Friday, June 16, 2006

Happy Father's Day

I'm not a Dad unfortunately (long story). But in a culture that is very schizophrenic when it comes to Dads and fatherhood (Dads and fatherhood are important, but constantly a source of derision at the same time), Dads in particular need a pat on the back. There's a blog on titled 'On Balance', which is ostensibly a blog designed to discuss work-home issues that women have. Well today, the husband of the blog's owner delivered a post on Father's Day in which he basically said that he does more than he's given credit for, most fathers are like him, and so it would be nice to not be a constant source of derision by women because we're doing more than you think and we're doing it better than you think. Well as one might unfortunately expect, a post like this from a man was not exactly well received by a significant portion of the female posters to the blog. This is typical stuff, and most of us simply can't get beyond our own blinders to see how ludicrous and hurtful this all is. Here we have a day, Father's Day, that's designed to celebrate the contributions of fathers. Yet even on this day, fathers get to 'enjoy' the all too familiar sounds of criticism, critique, and belittling of their concerns mainly by those who claim to be members of the more emotionally sensitive gender.
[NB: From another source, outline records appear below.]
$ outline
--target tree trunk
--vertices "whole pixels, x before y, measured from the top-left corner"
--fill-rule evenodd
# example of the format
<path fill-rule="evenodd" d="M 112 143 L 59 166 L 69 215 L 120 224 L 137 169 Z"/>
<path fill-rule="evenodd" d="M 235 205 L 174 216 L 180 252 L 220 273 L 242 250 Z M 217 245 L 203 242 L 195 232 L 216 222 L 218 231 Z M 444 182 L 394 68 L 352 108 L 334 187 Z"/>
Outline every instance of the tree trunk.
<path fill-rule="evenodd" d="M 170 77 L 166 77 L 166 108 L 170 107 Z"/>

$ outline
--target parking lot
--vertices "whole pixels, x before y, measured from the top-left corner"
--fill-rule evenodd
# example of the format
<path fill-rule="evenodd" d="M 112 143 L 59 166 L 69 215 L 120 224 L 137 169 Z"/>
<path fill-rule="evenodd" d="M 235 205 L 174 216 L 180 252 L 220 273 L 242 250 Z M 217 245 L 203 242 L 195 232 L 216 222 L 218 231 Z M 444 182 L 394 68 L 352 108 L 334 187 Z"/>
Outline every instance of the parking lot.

Like other things, the church is not much different. Lost amidst the duststorm of gender roles in the church is a rather depressing reality. The typical evangelical church offers very different messages to men and women on Father's and Mother's Day respectively. Mothers tend to be celebrated from the pulpit, encouraged, loved, and appreciated for all they do. And this is completely appropriate and I say Amen. But is this what the typical Father's Day sermon looks like? In your dreams. Pastors all too often imitate the world in using Father's Day as a special day on the calendar to bash the Dads of the world for not doing a better job. I know Dads who won't go to church on Father's Day because the last thing they want to hear is their own pastor sounding like a group of disgruntled wives sharing war stories about their terrible husbands. Increasing numbers of men and Dads are saying 'Enough already' and are defecting from church not just on Father's Day, but permanently. Men rightly expect better from their church than simply a mirror reflection of the world's often misguided grudges. And thankfully, a lot of women church attendees agree, in part, because they personally know that male flight from the church hurts them and is not what they want to see. So while there are no shortage of female man-haters around, there is thankfully also no shortage of women who are the staunchest allies of men and Dads. For that, I say 'thank you' to these women, because we need you.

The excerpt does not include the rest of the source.